简体   繁体   English

分配大量char *时,为什么内存大小增加一倍?

[英]Why is memory size doubled when allocating a large number of char*?

I allocate a 2D array of char * and every string length is 12. 我分配了一个char *二维数组,每个字符串长度为12。
50 rows and 2000000 columns. 50行和2000000列。

Lets calculate it: 50*2000000 * (12(length)+8(for pointer)) . 让我们计算一下: 50*2000000 * (12(length)+8(for pointer)) I use 64 bit. 我使用64位。

50*2000000 * 20 =2000000000 bits .. -> 2 GB. 50 * 2000000 * 20 = 2000000000位..-> 2 GB。

When I check the memory monitor it shows that the process takes 4 GB. 当我检查内存监视器时,它表明该过程占用了4 GB。
(All that happened after allocation) (分配之后发生的所有事情)

This is the code: 这是代码:

int col=2000000,row=50,i=0,j=0;
char *** arr;
arr=(char***)malloc(sizeof(char**)*row);
for(i=0;i<row;i++)
{
arr[i]=(char ** )malloc(sizeof(char*)*col);
    for(j=0;j<col;j++)
     {
         arr[i][j]=(char*)malloc(12);
         strcpy(arr[i][j],"12345678901");
         arr[i][j][11]='\0';
     }
}

May that be from the paging in Linux? 可能来自Linux中的分页吗?

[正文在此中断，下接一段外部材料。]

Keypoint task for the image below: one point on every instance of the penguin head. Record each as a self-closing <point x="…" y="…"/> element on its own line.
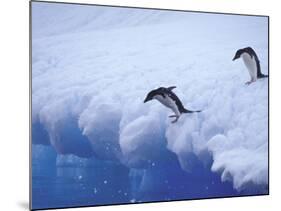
<point x="238" y="54"/>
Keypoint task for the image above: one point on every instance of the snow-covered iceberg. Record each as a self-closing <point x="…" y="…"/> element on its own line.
<point x="93" y="66"/>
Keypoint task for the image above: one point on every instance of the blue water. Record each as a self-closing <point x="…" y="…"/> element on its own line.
<point x="63" y="183"/>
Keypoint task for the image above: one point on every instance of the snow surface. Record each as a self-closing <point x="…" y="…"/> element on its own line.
<point x="93" y="66"/>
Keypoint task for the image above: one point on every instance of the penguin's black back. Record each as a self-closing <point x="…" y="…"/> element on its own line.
<point x="174" y="97"/>
<point x="252" y="53"/>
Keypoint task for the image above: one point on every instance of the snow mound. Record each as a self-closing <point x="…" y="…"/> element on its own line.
<point x="93" y="66"/>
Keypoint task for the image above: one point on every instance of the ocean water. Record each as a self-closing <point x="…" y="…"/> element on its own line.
<point x="94" y="141"/>
<point x="69" y="182"/>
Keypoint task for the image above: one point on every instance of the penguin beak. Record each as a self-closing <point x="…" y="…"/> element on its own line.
<point x="235" y="57"/>
<point x="147" y="99"/>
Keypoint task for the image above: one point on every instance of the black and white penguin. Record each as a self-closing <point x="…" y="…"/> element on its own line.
<point x="169" y="99"/>
<point x="252" y="63"/>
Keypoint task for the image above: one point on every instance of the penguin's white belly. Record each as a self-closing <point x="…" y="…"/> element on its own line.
<point x="251" y="65"/>
<point x="168" y="102"/>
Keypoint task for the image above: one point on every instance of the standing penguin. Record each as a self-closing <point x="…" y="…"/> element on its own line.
<point x="169" y="99"/>
<point x="252" y="63"/>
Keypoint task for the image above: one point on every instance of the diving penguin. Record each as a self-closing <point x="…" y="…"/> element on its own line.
<point x="252" y="63"/>
<point x="169" y="99"/>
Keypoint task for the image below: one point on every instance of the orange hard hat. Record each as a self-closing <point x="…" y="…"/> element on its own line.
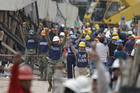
<point x="43" y="33"/>
<point x="25" y="73"/>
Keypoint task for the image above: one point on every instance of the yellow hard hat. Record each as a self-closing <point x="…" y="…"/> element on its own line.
<point x="127" y="33"/>
<point x="84" y="32"/>
<point x="97" y="26"/>
<point x="24" y="24"/>
<point x="117" y="37"/>
<point x="82" y="44"/>
<point x="114" y="37"/>
<point x="87" y="24"/>
<point x="87" y="37"/>
<point x="89" y="32"/>
<point x="114" y="29"/>
<point x="43" y="32"/>
<point x="115" y="34"/>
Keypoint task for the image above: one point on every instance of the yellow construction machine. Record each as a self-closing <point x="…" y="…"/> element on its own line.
<point x="111" y="11"/>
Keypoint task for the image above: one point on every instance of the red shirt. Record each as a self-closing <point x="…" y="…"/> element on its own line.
<point x="14" y="86"/>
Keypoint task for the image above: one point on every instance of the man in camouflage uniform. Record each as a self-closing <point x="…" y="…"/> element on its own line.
<point x="31" y="45"/>
<point x="43" y="58"/>
<point x="55" y="54"/>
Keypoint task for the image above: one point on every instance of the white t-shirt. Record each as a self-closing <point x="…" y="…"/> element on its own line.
<point x="102" y="52"/>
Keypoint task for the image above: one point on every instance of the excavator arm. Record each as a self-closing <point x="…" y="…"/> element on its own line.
<point x="131" y="10"/>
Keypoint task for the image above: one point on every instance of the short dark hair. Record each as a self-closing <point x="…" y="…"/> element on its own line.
<point x="120" y="47"/>
<point x="68" y="90"/>
<point x="101" y="39"/>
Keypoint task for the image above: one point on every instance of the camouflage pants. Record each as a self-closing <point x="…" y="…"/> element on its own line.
<point x="43" y="61"/>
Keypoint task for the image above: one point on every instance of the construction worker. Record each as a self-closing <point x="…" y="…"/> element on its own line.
<point x="112" y="47"/>
<point x="55" y="53"/>
<point x="62" y="34"/>
<point x="1" y="37"/>
<point x="94" y="78"/>
<point x="82" y="59"/>
<point x="21" y="77"/>
<point x="120" y="53"/>
<point x="43" y="52"/>
<point x="31" y="46"/>
<point x="76" y="86"/>
<point x="102" y="79"/>
<point x="115" y="73"/>
<point x="87" y="38"/>
<point x="102" y="50"/>
<point x="71" y="60"/>
<point x="129" y="45"/>
<point x="123" y="25"/>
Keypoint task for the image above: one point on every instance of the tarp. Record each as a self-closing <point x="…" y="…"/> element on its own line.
<point x="14" y="5"/>
<point x="47" y="9"/>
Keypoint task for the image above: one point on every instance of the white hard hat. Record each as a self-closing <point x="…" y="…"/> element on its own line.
<point x="84" y="84"/>
<point x="71" y="84"/>
<point x="55" y="38"/>
<point x="95" y="75"/>
<point x="130" y="32"/>
<point x="116" y="64"/>
<point x="62" y="34"/>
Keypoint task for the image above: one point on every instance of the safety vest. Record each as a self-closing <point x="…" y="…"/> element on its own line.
<point x="55" y="52"/>
<point x="43" y="46"/>
<point x="31" y="44"/>
<point x="82" y="59"/>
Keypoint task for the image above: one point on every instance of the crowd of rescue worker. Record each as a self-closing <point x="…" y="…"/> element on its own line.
<point x="81" y="59"/>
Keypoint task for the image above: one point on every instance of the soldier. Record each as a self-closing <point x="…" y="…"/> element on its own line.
<point x="31" y="45"/>
<point x="55" y="53"/>
<point x="43" y="52"/>
<point x="82" y="59"/>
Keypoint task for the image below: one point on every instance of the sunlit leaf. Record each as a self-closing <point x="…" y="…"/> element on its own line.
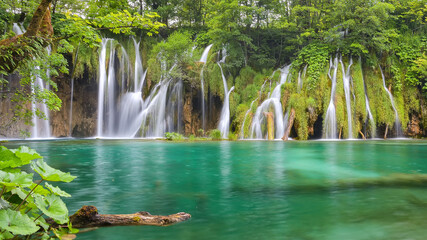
<point x="57" y="191"/>
<point x="52" y="206"/>
<point x="16" y="222"/>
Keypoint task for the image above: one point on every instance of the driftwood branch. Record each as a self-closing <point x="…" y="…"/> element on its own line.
<point x="88" y="217"/>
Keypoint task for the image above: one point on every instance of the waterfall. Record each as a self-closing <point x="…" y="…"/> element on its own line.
<point x="101" y="90"/>
<point x="330" y="118"/>
<point x="368" y="108"/>
<point x="224" y="121"/>
<point x="41" y="126"/>
<point x="300" y="82"/>
<point x="111" y="85"/>
<point x="346" y="81"/>
<point x="174" y="108"/>
<point x="272" y="103"/>
<point x="70" y="120"/>
<point x="242" y="135"/>
<point x="203" y="59"/>
<point x="396" y="121"/>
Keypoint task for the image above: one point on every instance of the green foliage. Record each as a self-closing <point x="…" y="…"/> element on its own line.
<point x="215" y="134"/>
<point x="316" y="57"/>
<point x="173" y="136"/>
<point x="232" y="136"/>
<point x="23" y="200"/>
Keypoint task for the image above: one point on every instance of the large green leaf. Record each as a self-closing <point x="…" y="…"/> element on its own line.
<point x="4" y="204"/>
<point x="11" y="158"/>
<point x="50" y="174"/>
<point x="57" y="191"/>
<point x="21" y="179"/>
<point x="16" y="222"/>
<point x="53" y="206"/>
<point x="6" y="235"/>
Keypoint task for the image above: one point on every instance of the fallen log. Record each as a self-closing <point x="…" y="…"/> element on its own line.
<point x="88" y="217"/>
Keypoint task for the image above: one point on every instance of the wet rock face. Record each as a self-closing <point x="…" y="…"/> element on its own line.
<point x="9" y="128"/>
<point x="414" y="128"/>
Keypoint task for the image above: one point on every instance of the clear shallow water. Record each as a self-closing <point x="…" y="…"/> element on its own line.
<point x="247" y="190"/>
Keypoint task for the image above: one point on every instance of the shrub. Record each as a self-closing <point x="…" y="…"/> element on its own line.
<point x="24" y="201"/>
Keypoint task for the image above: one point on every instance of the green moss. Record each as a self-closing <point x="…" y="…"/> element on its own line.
<point x="379" y="100"/>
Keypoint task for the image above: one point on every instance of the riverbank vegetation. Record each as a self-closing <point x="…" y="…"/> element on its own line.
<point x="382" y="39"/>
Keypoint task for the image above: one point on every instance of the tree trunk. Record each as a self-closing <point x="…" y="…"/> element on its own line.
<point x="88" y="217"/>
<point x="290" y="124"/>
<point x="18" y="48"/>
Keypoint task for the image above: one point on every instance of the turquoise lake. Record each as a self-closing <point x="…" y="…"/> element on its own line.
<point x="249" y="189"/>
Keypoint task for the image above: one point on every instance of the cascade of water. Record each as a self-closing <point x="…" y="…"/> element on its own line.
<point x="330" y="118"/>
<point x="396" y="121"/>
<point x="111" y="85"/>
<point x="125" y="70"/>
<point x="131" y="103"/>
<point x="242" y="135"/>
<point x="204" y="56"/>
<point x="70" y="120"/>
<point x="154" y="115"/>
<point x="174" y="108"/>
<point x="139" y="71"/>
<point x="300" y="82"/>
<point x="272" y="103"/>
<point x="101" y="91"/>
<point x="368" y="108"/>
<point x="41" y="127"/>
<point x="203" y="59"/>
<point x="346" y="81"/>
<point x="224" y="121"/>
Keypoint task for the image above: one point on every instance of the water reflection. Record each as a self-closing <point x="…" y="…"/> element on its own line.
<point x="248" y="190"/>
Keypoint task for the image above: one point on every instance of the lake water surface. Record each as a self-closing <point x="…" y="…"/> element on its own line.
<point x="250" y="189"/>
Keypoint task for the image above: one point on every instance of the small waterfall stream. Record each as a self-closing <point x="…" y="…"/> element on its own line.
<point x="101" y="90"/>
<point x="271" y="104"/>
<point x="346" y="76"/>
<point x="330" y="118"/>
<point x="397" y="126"/>
<point x="203" y="59"/>
<point x="242" y="135"/>
<point x="224" y="121"/>
<point x="368" y="108"/>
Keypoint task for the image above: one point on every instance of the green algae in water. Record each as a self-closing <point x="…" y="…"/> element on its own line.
<point x="251" y="189"/>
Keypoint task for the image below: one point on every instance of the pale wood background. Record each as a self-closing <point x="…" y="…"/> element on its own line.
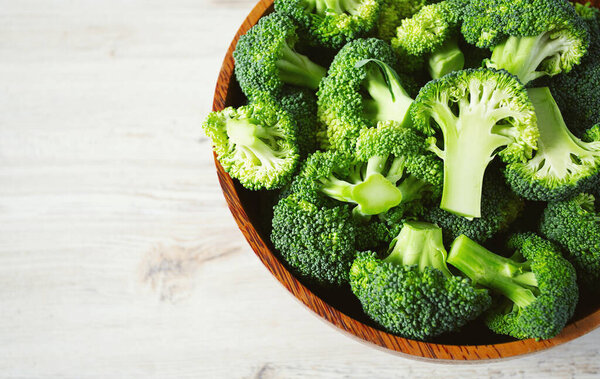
<point x="118" y="256"/>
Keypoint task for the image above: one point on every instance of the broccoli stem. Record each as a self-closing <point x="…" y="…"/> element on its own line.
<point x="470" y="142"/>
<point x="250" y="138"/>
<point x="421" y="244"/>
<point x="389" y="101"/>
<point x="522" y="56"/>
<point x="556" y="144"/>
<point x="445" y="59"/>
<point x="509" y="278"/>
<point x="297" y="69"/>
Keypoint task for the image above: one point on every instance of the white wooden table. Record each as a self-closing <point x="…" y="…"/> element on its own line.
<point x="118" y="256"/>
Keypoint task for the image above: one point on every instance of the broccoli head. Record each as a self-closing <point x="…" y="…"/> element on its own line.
<point x="575" y="225"/>
<point x="318" y="243"/>
<point x="411" y="292"/>
<point x="538" y="286"/>
<point x="430" y="35"/>
<point x="256" y="144"/>
<point x="577" y="92"/>
<point x="301" y="104"/>
<point x="390" y="168"/>
<point x="331" y="23"/>
<point x="563" y="165"/>
<point x="480" y="113"/>
<point x="360" y="90"/>
<point x="265" y="59"/>
<point x="500" y="207"/>
<point x="529" y="39"/>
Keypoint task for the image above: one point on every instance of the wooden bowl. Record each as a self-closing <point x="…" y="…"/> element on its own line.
<point x="475" y="342"/>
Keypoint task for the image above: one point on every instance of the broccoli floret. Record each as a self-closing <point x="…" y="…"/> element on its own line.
<point x="576" y="93"/>
<point x="265" y="59"/>
<point x="393" y="12"/>
<point x="575" y="225"/>
<point x="301" y="104"/>
<point x="389" y="168"/>
<point x="429" y="35"/>
<point x="331" y="23"/>
<point x="342" y="106"/>
<point x="411" y="292"/>
<point x="538" y="285"/>
<point x="256" y="144"/>
<point x="500" y="207"/>
<point x="563" y="164"/>
<point x="318" y="243"/>
<point x="529" y="39"/>
<point x="480" y="113"/>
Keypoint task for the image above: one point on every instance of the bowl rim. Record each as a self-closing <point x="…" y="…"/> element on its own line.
<point x="364" y="333"/>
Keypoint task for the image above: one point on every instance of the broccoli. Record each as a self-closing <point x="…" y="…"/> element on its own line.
<point x="265" y="59"/>
<point x="392" y="13"/>
<point x="576" y="93"/>
<point x="480" y="113"/>
<point x="500" y="207"/>
<point x="538" y="286"/>
<point x="331" y="23"/>
<point x="563" y="164"/>
<point x="429" y="33"/>
<point x="390" y="168"/>
<point x="411" y="292"/>
<point x="529" y="39"/>
<point x="317" y="242"/>
<point x="575" y="225"/>
<point x="301" y="104"/>
<point x="256" y="144"/>
<point x="362" y="66"/>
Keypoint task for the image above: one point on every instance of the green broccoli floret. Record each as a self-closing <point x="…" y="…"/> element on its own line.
<point x="331" y="23"/>
<point x="318" y="243"/>
<point x="430" y="35"/>
<point x="265" y="59"/>
<point x="563" y="164"/>
<point x="390" y="168"/>
<point x="538" y="285"/>
<point x="361" y="89"/>
<point x="392" y="13"/>
<point x="500" y="207"/>
<point x="301" y="104"/>
<point x="480" y="113"/>
<point x="576" y="93"/>
<point x="529" y="39"/>
<point x="411" y="292"/>
<point x="256" y="144"/>
<point x="575" y="225"/>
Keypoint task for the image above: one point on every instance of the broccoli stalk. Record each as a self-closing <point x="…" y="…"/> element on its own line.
<point x="420" y="244"/>
<point x="538" y="286"/>
<point x="297" y="69"/>
<point x="389" y="100"/>
<point x="479" y="112"/>
<point x="511" y="278"/>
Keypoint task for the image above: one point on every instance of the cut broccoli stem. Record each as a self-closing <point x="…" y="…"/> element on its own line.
<point x="421" y="244"/>
<point x="556" y="145"/>
<point x="297" y="69"/>
<point x="389" y="100"/>
<point x="445" y="59"/>
<point x="257" y="143"/>
<point x="523" y="56"/>
<point x="511" y="279"/>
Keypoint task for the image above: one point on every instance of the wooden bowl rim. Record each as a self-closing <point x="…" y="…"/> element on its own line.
<point x="365" y="333"/>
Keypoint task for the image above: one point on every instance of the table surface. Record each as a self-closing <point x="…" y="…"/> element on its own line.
<point x="118" y="255"/>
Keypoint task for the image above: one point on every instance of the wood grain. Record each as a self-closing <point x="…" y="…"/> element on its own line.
<point x="225" y="91"/>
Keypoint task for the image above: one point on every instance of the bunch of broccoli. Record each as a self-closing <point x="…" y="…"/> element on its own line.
<point x="439" y="159"/>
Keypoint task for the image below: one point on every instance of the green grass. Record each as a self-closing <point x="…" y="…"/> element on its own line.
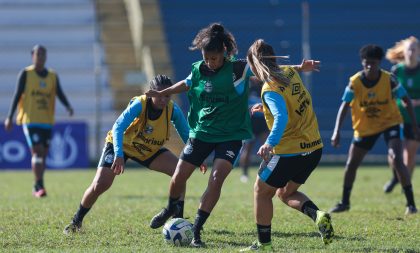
<point x="119" y="221"/>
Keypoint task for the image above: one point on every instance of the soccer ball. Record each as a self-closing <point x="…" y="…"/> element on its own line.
<point x="178" y="232"/>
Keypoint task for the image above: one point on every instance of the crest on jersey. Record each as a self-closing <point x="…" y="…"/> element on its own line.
<point x="148" y="129"/>
<point x="371" y="94"/>
<point x="208" y="87"/>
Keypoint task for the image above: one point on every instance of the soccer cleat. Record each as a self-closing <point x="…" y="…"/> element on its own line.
<point x="410" y="210"/>
<point x="257" y="246"/>
<point x="41" y="192"/>
<point x="159" y="219"/>
<point x="340" y="207"/>
<point x="389" y="186"/>
<point x="323" y="221"/>
<point x="197" y="243"/>
<point x="73" y="227"/>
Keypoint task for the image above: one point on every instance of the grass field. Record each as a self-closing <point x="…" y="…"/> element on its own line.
<point x="119" y="222"/>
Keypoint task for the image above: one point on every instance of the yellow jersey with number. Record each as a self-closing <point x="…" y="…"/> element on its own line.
<point x="374" y="109"/>
<point x="37" y="103"/>
<point x="301" y="133"/>
<point x="144" y="137"/>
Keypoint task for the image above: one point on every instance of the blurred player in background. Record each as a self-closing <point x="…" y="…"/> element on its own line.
<point x="34" y="97"/>
<point x="139" y="133"/>
<point x="371" y="94"/>
<point x="259" y="129"/>
<point x="292" y="150"/>
<point x="405" y="54"/>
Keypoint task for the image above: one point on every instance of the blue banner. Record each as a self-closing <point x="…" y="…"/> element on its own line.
<point x="68" y="147"/>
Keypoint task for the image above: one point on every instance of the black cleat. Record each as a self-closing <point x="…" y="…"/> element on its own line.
<point x="389" y="186"/>
<point x="340" y="207"/>
<point x="73" y="227"/>
<point x="159" y="219"/>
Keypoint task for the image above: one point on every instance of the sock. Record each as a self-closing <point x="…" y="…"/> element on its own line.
<point x="180" y="213"/>
<point x="408" y="192"/>
<point x="264" y="233"/>
<point x="395" y="177"/>
<point x="39" y="184"/>
<point x="80" y="214"/>
<point x="172" y="204"/>
<point x="346" y="195"/>
<point x="309" y="208"/>
<point x="200" y="219"/>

Each call of malloc is taking more memory than you ask. 每次调用malloc占用的内存都比您要的多。 Malloc needs to store somewhere its internal info about allocated place, like size of allocated space, some info about neighbors chunks, etc. Also (very probably) each returned pointer is aligned to 16 bytes. Malloc需要在某个地方存储有关已分配位置的内部信息,例如已分配空间的大小,一些有关邻居块的信息等。而且(很可能)每个返回的指针都对齐为16个字节。 In my estimation each allocation of 12 bytes takes 32 bytes of memory. 据我估计,每分配12个字节会占用32个字节的内存。 If you want to save memory allocate all strings in one malloc and split them into sizes per 12 at your own. 如果要节省内存,请在一个malloc中分配所有字符串,并自行将它们拆分为每12个大小。 Try the following: 请尝试以下操作:

int col=2000000,row=50,i=0,j=0;
char *** arr;
arr= malloc(sizeof(*arr)*row);
for(i=0;i<row;i++)
{ 
  arr[i]= malloc(sizeof(*arr[i])*col);
  char *colmem = malloc(12 * col);
  for(j=0;j<col;j++)
  {
     arr[i][j] = colmem + j*12;
     strcpy(arr[i][j],"12345678901");
  }
}

I would re-write the code from scratch. 我将从头开始重新编写代码。 For some reason, around 99% of all C programmers don't know how to correctly allocate true 2D arrays dynamically. 由于某种原因,大约99%的C程序员都不知道如何正确地动态分配真正的2D数组。 I'm not even sure I'm one of the 1% who do, but lets give it a shot: 我什至不确定自己是否是1%的人之一,但让我们试一试:

#include <stdlib.h>
#include <string.h>
#include <stdio.h>

int main()
{
  const int COL_N = 2000000;
  const int ROW_N = 50;

  char (*arr)[ROW_N] = malloc( sizeof(char[COL_N][ROW_N]) );

  if(arr == NULL)
  {
    printf("Out of memory");
    return 0;
  }

  for(int row=0; row<ROW_N; row++)
  {
    strcpy(arr[row], "12345678901");
    puts(arr[row]);
  }

  free(arr);

  return 0;
}

The important parts here are: 这里的重要部分是:

  • You should always allocate multi-dimensional arrays in adjacent memory cells or they are not arrays , but rather pointer-based lookup tables. 您应该始终在相邻的存储单元中分配多维数组,否则它们不是array ,而是基于指针的查找表。 Thus you only need one single malloc call. 因此,您只需要一个malloc调用。
  • This should save a bit of memory since you only need one pointer and it is allocated on the stack. 这将节省一点内存,因为您只需要一个指针,并且它已分配在堆栈上。 No pointers are allocated on the heap. 没有在堆上分配指针。
  • Casting the return value of malloc is pointless (but not dangerous on modern compilers). 强制转换malloc的返回值是没有意义的(但在现代编译器中并不危险)。
  • Ensure that malloc actually worked, particularly when allocating ridiculous amounts of memory. 确保malloc实际上有效,尤其是在分配荒谬的内存量时。
  • strcpy copies the null termination, you don't need to do it manually. strcpy复制空终止,您无需手动执行。
  • There is no need for nested loops. 不需要嵌套循环。 You want to allocate a 2D array, not a 3D one. 您要分配一个2D数组,而不是3D数组。
  • Always clean up your own mess with free(), even though the OS might do it for you. 始终使用free()清理自己的混乱情况,即使操作系统可能为您完成任务。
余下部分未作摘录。